SAMIR RAFI UNCENSORED 24 Sep - 05 Nov


SAMIR RAFI UNCENSORED
سمير رافع : بِدونِ حَذْفٍ

Samir Rafi Uncensored sheds light on a puzzling artist, who seems to have never admitted that the grass is after all not greener on the other side.

Born in the Sakkakini district in Cairo on 15 August 1926, Samir Rafi was a painter, sculptor, arts educator and author. A prolific artist who used different media, (lost) objects, sculptures, drawings, collage, sketchbooks and tapestries, his tragic tale of hope is the subject of this exhibition. With more than fifty works spanning the early 1940s until his death in 2004, it invites a deeper examination into what Rafi dubbed in 1945 ‘an International Egyptian Surrealism movement’ or better yet, the “Rafi’sm” school of art, thereby recognizing Samir Rafi as the pioneer he truly was.

An ambitious individualist from the beginning, Samir Rafi was destined to an impressive career in his homeland. A prodigious trendsetter, he began his career in Egypt in the midst of World War II producing works that were far ahead of his time as a powerful mode of social criticism. His early interpretation of Egyptian ordinary life struggled and triumphed to express the huge oppressions, upheavals, and hard-won freedoms that have epitomized Egypt’s sprawl. In search of the unknown and the depth of human feelings, Rafi broke boundaries with visual innovations that linked Egyptian imagery with the human subconscious, and set out to draw a metaphysical blend of overlapping movements and styles to depict the Egyptian man, to which Rafi added ‘a universal soul.’ It was Rafi’s all-encompassing attempt at Egyptianizing surrealism, in search of a social and collective remedy. By 1945, Rafi had sealed the movement of “Rafi’sm” as a recognizable visual style. In 1946, he co-founded Jama’at al-Fann al-Mo’assir, an artist collective that became to be seen as the most inventive in twentieth century Egypt. This explains why the “Cairo Years” between 1942 and 1954 are generally considered the highpoint of his career, and cemented Rafi as one of Egypt’s most important revelations and artists.

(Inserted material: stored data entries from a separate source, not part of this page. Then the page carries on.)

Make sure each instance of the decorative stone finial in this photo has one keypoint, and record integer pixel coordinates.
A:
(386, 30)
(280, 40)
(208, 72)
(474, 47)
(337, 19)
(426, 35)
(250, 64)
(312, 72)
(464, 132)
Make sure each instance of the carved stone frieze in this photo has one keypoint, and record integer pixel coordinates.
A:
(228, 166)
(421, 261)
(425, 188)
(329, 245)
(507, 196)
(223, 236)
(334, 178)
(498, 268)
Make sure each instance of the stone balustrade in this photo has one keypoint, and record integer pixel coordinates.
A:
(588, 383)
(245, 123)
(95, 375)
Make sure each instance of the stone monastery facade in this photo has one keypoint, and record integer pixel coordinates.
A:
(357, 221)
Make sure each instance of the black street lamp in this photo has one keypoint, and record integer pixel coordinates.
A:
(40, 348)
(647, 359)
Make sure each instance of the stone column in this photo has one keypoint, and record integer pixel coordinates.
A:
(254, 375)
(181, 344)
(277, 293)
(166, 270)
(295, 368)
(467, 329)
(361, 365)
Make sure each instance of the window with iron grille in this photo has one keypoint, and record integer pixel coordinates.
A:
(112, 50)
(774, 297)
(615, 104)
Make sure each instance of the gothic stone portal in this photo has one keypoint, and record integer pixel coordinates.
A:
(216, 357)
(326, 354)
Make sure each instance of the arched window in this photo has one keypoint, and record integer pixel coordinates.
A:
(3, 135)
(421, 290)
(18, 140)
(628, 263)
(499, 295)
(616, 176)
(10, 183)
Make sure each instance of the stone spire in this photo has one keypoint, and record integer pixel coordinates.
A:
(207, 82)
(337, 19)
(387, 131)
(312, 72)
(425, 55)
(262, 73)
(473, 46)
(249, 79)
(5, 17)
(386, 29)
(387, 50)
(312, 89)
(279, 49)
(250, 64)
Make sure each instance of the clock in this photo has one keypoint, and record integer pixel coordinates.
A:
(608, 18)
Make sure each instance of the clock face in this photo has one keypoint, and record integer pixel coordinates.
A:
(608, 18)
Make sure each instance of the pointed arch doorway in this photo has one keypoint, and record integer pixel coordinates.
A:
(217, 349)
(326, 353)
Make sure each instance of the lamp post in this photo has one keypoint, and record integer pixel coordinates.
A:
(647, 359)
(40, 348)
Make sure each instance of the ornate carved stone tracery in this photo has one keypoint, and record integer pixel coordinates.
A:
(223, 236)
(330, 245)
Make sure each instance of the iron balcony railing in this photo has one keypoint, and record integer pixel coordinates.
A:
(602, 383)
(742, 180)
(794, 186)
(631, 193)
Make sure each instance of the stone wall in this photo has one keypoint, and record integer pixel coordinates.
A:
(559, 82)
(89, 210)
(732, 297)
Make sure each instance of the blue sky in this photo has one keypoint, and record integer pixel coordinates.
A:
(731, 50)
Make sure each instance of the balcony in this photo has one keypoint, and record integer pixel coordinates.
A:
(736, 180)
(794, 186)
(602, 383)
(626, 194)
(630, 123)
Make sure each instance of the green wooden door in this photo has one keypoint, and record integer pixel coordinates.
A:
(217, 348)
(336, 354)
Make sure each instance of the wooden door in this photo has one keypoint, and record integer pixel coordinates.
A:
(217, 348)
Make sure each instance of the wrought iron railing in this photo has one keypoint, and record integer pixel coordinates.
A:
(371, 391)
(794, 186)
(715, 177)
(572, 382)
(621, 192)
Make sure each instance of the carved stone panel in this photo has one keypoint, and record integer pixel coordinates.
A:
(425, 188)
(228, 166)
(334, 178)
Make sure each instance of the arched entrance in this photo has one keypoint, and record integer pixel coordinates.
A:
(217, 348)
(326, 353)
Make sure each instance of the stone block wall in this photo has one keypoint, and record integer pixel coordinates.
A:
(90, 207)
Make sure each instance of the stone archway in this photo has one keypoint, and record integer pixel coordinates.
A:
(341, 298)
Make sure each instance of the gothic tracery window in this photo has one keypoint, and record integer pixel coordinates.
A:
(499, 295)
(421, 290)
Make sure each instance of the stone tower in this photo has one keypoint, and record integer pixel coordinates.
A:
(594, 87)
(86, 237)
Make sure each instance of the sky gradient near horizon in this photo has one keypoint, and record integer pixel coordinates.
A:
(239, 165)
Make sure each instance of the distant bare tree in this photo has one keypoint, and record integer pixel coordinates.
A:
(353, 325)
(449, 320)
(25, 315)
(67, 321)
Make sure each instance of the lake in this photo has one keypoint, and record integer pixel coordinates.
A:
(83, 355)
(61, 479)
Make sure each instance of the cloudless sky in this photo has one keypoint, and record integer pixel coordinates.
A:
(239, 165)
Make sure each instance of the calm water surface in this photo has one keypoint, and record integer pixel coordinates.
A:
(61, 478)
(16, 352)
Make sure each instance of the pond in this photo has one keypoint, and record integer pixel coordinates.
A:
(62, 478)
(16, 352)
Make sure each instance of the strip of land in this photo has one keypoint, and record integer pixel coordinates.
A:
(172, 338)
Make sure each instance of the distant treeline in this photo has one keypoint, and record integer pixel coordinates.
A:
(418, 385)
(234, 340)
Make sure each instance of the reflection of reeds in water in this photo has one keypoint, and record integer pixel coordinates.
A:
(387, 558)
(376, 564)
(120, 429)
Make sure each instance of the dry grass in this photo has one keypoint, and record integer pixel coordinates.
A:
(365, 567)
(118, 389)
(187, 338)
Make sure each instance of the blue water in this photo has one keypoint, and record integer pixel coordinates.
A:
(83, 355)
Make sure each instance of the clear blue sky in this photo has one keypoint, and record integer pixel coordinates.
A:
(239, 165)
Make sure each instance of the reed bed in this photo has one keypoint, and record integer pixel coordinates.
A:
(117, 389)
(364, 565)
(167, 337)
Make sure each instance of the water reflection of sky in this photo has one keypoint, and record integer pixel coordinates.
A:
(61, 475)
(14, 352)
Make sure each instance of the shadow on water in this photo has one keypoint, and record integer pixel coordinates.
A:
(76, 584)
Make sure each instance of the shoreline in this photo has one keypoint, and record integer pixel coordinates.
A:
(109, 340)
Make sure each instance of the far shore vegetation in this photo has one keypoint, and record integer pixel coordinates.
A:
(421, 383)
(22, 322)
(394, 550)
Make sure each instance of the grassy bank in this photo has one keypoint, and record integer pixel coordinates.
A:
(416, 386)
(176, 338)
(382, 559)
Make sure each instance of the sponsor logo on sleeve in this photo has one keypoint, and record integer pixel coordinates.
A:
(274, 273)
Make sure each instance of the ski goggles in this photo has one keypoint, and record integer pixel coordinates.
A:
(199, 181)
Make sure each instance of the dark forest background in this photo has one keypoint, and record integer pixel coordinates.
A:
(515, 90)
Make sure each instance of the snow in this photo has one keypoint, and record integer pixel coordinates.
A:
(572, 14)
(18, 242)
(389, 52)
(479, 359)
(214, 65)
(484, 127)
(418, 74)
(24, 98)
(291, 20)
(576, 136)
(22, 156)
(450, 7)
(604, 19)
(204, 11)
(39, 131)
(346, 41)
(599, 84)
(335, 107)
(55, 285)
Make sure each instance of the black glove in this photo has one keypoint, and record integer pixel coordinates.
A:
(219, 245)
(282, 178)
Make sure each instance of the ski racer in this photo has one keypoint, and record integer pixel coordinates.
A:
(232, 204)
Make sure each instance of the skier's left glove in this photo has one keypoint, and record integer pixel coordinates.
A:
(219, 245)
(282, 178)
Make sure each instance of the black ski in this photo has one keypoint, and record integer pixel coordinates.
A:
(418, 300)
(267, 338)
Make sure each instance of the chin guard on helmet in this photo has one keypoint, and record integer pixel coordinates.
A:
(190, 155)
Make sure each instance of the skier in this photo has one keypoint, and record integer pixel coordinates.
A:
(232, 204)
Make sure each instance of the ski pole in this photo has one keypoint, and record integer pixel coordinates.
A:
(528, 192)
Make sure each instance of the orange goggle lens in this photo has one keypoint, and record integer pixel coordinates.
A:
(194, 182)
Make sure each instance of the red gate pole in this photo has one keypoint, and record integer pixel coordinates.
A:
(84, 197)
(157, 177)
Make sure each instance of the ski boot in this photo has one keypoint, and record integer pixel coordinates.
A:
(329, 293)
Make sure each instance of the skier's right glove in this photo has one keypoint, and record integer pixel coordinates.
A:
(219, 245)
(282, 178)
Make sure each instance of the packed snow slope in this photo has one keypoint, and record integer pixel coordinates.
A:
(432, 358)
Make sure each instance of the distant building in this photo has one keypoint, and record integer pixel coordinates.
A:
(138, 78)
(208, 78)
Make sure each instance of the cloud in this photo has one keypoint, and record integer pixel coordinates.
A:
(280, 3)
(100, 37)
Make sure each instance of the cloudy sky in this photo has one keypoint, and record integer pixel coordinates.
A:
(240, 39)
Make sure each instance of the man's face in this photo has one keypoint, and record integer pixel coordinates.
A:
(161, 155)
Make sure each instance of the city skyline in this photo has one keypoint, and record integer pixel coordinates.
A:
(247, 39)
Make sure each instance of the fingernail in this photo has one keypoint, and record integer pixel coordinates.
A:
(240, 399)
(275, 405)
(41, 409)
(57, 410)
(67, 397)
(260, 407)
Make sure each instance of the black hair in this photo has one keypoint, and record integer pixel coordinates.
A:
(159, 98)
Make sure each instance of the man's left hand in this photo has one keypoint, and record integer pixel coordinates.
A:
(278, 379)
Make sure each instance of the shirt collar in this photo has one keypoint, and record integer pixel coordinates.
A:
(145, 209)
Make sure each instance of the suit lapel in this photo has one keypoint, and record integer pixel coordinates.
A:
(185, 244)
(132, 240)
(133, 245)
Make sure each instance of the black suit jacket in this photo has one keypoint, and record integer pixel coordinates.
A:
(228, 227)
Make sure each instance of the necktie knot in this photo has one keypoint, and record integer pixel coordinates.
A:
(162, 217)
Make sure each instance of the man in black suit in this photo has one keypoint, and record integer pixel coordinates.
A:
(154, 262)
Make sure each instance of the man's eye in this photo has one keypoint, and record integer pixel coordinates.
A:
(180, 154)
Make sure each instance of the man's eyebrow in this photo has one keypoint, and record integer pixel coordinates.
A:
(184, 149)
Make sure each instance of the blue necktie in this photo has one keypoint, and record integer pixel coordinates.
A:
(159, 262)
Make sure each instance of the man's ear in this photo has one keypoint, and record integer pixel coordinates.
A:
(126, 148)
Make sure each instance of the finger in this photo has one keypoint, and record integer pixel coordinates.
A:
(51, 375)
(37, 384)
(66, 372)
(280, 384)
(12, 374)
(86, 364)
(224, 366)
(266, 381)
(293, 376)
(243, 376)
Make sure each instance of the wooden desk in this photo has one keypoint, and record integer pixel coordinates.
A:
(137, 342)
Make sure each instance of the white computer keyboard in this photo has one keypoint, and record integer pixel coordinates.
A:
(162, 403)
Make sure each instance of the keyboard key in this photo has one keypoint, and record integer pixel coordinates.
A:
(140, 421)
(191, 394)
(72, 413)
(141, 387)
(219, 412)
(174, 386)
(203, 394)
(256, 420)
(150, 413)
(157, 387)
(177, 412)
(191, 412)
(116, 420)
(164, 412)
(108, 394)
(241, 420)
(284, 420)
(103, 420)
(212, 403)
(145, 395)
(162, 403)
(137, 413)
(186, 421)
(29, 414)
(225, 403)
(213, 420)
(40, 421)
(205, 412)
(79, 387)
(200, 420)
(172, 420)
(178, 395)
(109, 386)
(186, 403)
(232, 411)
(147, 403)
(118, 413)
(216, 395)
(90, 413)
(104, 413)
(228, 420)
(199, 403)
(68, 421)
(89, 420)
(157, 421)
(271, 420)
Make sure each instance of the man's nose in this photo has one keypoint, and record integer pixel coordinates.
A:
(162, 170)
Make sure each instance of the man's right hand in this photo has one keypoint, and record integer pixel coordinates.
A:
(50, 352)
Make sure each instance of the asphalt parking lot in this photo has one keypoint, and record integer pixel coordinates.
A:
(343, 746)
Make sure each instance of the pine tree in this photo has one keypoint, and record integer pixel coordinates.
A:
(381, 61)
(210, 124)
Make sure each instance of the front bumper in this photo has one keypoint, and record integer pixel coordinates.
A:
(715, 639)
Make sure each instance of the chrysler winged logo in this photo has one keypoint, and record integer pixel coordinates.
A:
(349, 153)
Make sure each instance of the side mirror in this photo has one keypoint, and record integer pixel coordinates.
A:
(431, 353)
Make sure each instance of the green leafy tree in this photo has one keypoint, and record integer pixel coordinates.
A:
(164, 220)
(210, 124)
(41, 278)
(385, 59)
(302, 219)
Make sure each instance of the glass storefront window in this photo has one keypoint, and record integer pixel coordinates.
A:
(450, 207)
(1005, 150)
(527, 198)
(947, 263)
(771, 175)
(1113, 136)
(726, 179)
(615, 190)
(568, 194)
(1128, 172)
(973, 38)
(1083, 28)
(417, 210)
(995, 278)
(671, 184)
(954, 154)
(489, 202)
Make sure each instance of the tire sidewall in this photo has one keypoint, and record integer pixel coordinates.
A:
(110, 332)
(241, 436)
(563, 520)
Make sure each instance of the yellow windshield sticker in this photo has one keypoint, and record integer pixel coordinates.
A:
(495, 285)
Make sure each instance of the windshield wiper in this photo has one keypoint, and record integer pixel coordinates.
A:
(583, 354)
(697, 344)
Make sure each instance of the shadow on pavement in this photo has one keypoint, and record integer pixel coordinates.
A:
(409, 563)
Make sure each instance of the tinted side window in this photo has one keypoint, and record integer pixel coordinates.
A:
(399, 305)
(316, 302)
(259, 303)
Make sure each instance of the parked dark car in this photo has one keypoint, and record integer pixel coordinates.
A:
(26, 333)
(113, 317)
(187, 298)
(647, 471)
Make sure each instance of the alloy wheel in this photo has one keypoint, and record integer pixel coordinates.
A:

Driven by the hope to achieve international recognition, Rafi however left Egypt at the peak of his career in June 1954. He remained abroad until his death, never returning, albeit for one month during the summer of 1964. Initially sent on a government scholarship to pursue doctorate studies in art history at the Sorbonne University in Paris, the then twenty-eight-year-old ambitious artist gambled when he decided to follow his dream of fame and to remain in Paris, leaving all behind and somehow getting lost along the way. But home in France did not seem fulfilling. In the summer of 1964, Rafi abandoned his career as a rising artist for a second time, ignored his thesis defense, and travelled to Algeria with a group of Algerian political freedom fighters. Rafi became a target and was imprisoned on suspicion of spying for the regime of Gamal Abdel Nasser. The sequence of events between Paris (1954-1964) and Alger (1964-1969), and back (1969-2004) turned into a long and painful tale. As someone who belonged neither in Egypt nor in France, his ability (or rather inability) to overcome obstacles became the subject of his work, which explains the more somber, enigmatic, highly sexual and darker side. As he reconciled different if not opposite aesthetic elements, Rafi eventually created a singular painting school that came to be defined as ‘Totalisme’ [Wholeness] or ‘Insaniya Shamla [Complete Humanism]. The ‘whole’ appears like “still” narratives with a mordant, or rather poignant wit, usually depicted in geometric and exaggeratedly executed brushstrokes. Animals played a significant role in the imaginary world of Samir Rafi. They are either entwined in the bodies of his subjects, or are their (sole) companion. What significance and meanings they carry offers a large space for interpretation. Along the way, Rafi’s themes became markedly more Egyptian, and a close alignment between his on- and off-canvas persona emerged, demonstrating a reclusive man torn between success and struggles, wealth and poverty, health and sickness, family and separation, fame and anonymity, freedom and prison, and eventually, loneliness and death.

Neither celebrated in his homeland, nor recognized as he had expected in Europe during his lifetime, Rafi’s legacy began to be revived when all his belongings in his two-bed room apartment in Paris were repatriated to Cairo following his death in 2004. Only then did Rafi begin to “taste” the appreciation he truly deserves in Egypt and the region, as well as in the so-coveted Western world.